Lucía, en un intento de escapar, se dio la vuelta y corrió hacia la puerta, pero estaba cerrada. El aire se volvió denso, como si la casa misma estuviera tratando de atraparla.
—¡Ayuda! —gritó, mientras el duende se reía, disfrutando del caos que había desatado.
Clara, sintiendo que el miedo la invadía, decidió enfrentarse al duende.
—¡Déjanos en paz! —gritó, con una valentía que no sentía.
—¿Paz? —respondió el duende, su sonrisa nunca se desvanecía—. No sé lo que es eso.
Justo en ese momento, el espejo comenzó a vibrar, y una luz oscura surgió de su interior. Javier gritó, viendo cómo el reflejo de Clara se desvanecía, dejando solo al duende sonriendo.
—¡Clara! —gritó, pero no había respuesta.
El duende se volvió hacia él, sus ojos centelleando con malicia.
—Ahora eres mío, Javier. Tu miedo me alimenta.
La risa del duende resonó en el desván, y Javier sintió cómo su mente se llenaba de imágenes aterradoras: su familia, sus amigos, y todos los momentos que había temido perder.

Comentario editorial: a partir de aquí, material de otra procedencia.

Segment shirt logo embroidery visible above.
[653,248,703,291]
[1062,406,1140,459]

—¡No! —gritó, tratando de escapar de la influencia del espejo, pero era demasiado tarde.
El duende se acercó, su mano extendida, y Javier sintió que su voluntad se desvanecía. La risa se convirtió en un grito desgarrador.
Lucía, atrapada en la esquina, observó cómo Javier se convertía en una sombra, una figura más que se unía al duende en el espejo.
—¡No! —gritó, desesperada—. ¡Déjalo ir!
Pero el duende solo sonrió, y su risa resonó en el desván, mientras el espejo brillaba con una luz oscura.
—Siempre hay espacio para más. Siempre hay miedo que alimentar.
Lucía, sintiendo que la desesperación la invadía, se dio cuenta de que no había escapatoria. El espejo había tomado lo que quería.
Con un último grito, la luz del espejo se apagó, y el desván quedó en silencio.
Al día siguiente, los aldeanos encontraron la casa de los Valdés tal como la habían dejado, pero Clara, Javier y Lucía nunca volvieron. Solo el espejo permanecía, con la sonrisa del duende reflejada en su superficie, esperando por nuevas almas que alimentar.